Değer verdiğimiz insanlara duygusal olarak bağlı ve fedakâr olduğumuz için, onlardan beklentilerimiz de diğerlerine göre daha yüksektir. E haliyle bizi anlayacaklarını, duygularımıza saygı göstereceklerini ve güvenimizi sarsmayacaklarını düşünürüz. İş böyleyken, bu kişilerden gelen bir ihmal, saygısızlık ya da incitici bir davranış bizde derin bir hayal kırıklığı yaratır.

Böyle bir durumda, yapılan haksızlığın veya saygısızlığın karşılığında bir özür bekleriz. Çünkü özür, hata yaptığını kabul etmenin önemli bir adımıdır ve pişmanlık göstergesidir.

Elbette hatasız insan olmaz.
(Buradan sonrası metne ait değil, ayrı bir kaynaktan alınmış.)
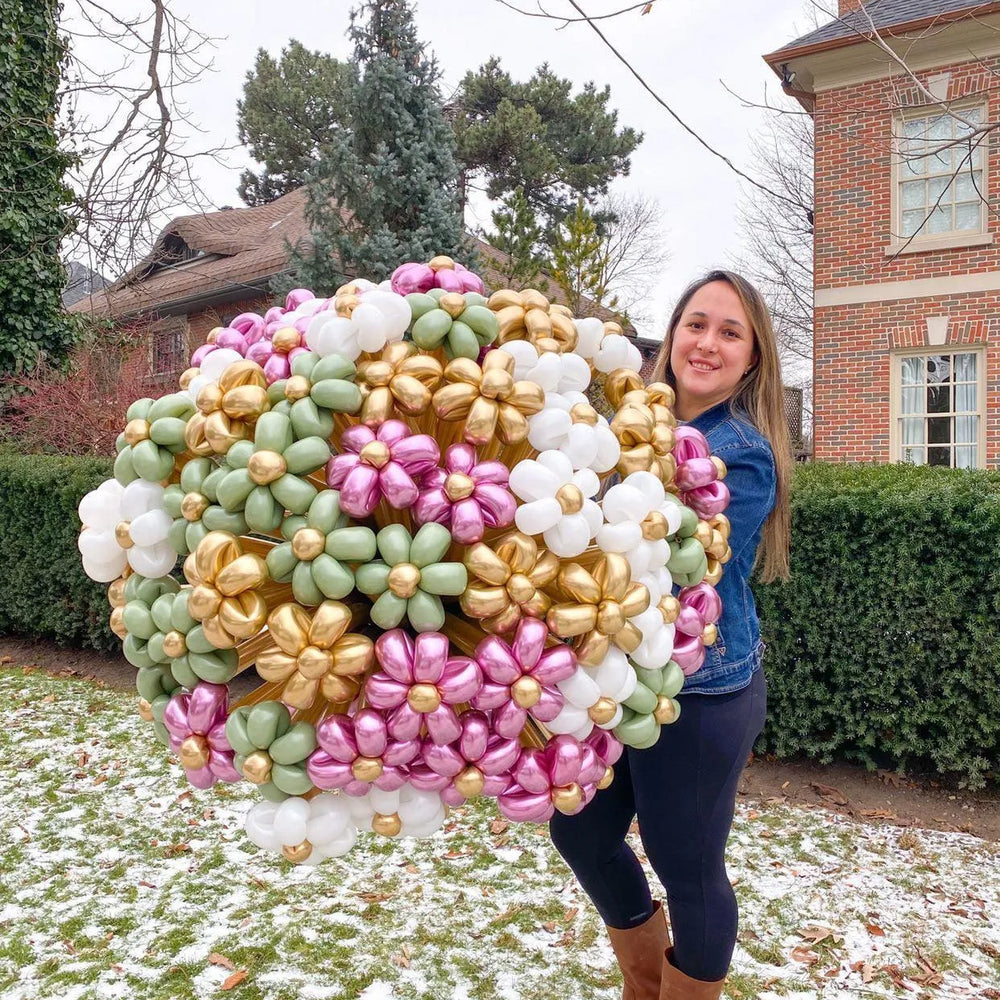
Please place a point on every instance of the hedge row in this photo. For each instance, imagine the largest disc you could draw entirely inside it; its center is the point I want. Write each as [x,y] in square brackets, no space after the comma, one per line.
[43,590]
[884,648]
Kaldı ki hatalarımızdan çok fazla şeyde öğrenebiliriz. Ancak hatalar alışkanlık haline dönüştüğünde, bence özür dilemenin pek bir anlamı olmuyor. Özür dilemek, hatalar tekrarlanmadığı zaman anlamlı olur. Hataların tekrarı oluyor ve hataları tekrarlamamak adına özel bir çaba da sarf edilmiyorsa o zaman özür dilemek yapıcı değil yıkıcı olmaktan öteye gitmiyor.

Özür dilemek, kişinin seni kaybetmek istemediğini, bir yanlış yapsa da sana hâlâ değer verdiğini ifade etmesinin bir yoludur. Ancak, karşımızdaki kişinin bizdeki yeri, yapılan hatanın büyüklüğü ve duygusal olarak açtığı yara, affetme sürecini belirler.
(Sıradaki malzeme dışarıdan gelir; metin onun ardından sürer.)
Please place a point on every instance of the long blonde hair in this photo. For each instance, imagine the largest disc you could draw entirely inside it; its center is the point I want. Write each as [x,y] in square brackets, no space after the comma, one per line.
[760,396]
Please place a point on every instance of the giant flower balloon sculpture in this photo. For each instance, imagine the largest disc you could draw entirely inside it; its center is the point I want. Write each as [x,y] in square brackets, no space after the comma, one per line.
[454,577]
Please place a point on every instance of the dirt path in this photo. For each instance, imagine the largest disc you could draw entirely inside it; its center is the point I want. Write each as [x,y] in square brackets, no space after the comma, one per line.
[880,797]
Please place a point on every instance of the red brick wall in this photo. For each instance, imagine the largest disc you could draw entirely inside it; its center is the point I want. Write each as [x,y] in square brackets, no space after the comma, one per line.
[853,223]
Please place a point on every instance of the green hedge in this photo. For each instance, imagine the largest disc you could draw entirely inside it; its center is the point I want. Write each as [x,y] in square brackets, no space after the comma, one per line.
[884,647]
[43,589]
Özür dilemek, evet, önemli ve belki de ilk adımdır. Fakat bu adım, kalpte açılan yarayı tamamen iyileştirmeye yeter mi?

Bir kalp kırıldığında, eskisi gibi olması bazı durumlarda zaman alır; bazen de hiç mümkün olmaz. Bu yüzden, özür dilemek her zaman işe yaramayabilir.

Özür dilemeyi bir alışkanlık haline getirmek ilişkilerin özensiz bir hal almasına sebebiyet verdiği gibi istenilmeyen duyguların yaşanmasına da yol açar. Öyle ki bir kişi sizden özür dilediğinde aslında bir şekilde karşınızdakinin hatasını tekrarlamayacağı ümidi ve beklentisiyle onun özrünü kabul eder ve yola o şekilde devam etmek istersiniz. Çünkü insanlar bazen özrü, gerçekten pişman oldukları için değil, sadece sorunu hızlıca çözmek amacıyla bir kaçış yolu olarak kullanır ve siz bunu bilirsiniz.
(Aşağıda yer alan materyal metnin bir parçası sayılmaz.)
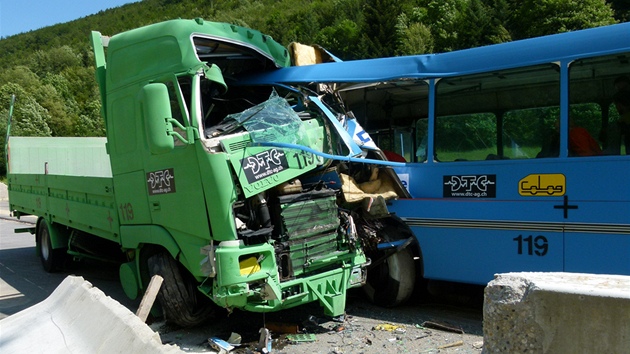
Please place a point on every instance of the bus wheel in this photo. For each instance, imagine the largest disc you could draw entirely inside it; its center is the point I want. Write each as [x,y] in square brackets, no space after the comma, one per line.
[182,303]
[52,259]
[391,282]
Ayrıca, bilinçli bir şekilde kırıp özürle durumu kurtarırım düşüncesi, özrün samimiyetini ve değerini ortadan kaldırır. Sürekli aynı hataları tekrarlayıp sonra özür dilendiğinde özrün bir anlamı kalmaz. Özür, hatayı kabul etmek ve bir daha yapmamak için verilen bir söz olduğunda anlamlıdır.

En önemlisi ise, insanlar kırıldıklarında güven ve sevgi duyguları zarar görür. Zamanla yaralar iyileşebilir, fakat o ilk kırılma anında hissedilen hayal kırıklığı ve duygusal acı iz bırakır. Ne kadar içten özür dilense de, o eski güveni ve masumiyeti geri getirmek pek mümkün olmaz.

Belki de bu yüzden, bir kalbi kırmamak, kırdıktan sonra tamir etmekten çok daha değerlidir.
Bu arada kimi insan grupları var ki, ne kadar hatalı olduğunu bilse de ya da içinde bulunduğu durumda mutlaka özür dilemesi gerekse de, bir türlü özür dilemek istemez. Özür dilemek bu bakış açısında olan kişiler için, sanki aşağılayıcı ve kırıcı bir durumdur. Oysaki özür dilemeniz gereken durumlarda, böyle bir davranış sergilemek oldukça erdemli bir yaklaşımdır.

Özür dilemek insanı gerek kendine gerekse bir başkasına karşı dürüst olmaya yönlendirdiği gibi insanlara değer vermenin, saygılı olmanın da bir gereğidir. Çoğu ahlaki anlayış gibi özür dilemek de bence insanın erken yaşlarda alması gereken bir eğitimdir.

Umarım yaşamda çok fazla özür dilemek zorunda kalmaz, ama özür dilemeniz gerekiyorsa da özür dilemenin ağırlığını ve ayrıcalığını bilenlerden olursunuz.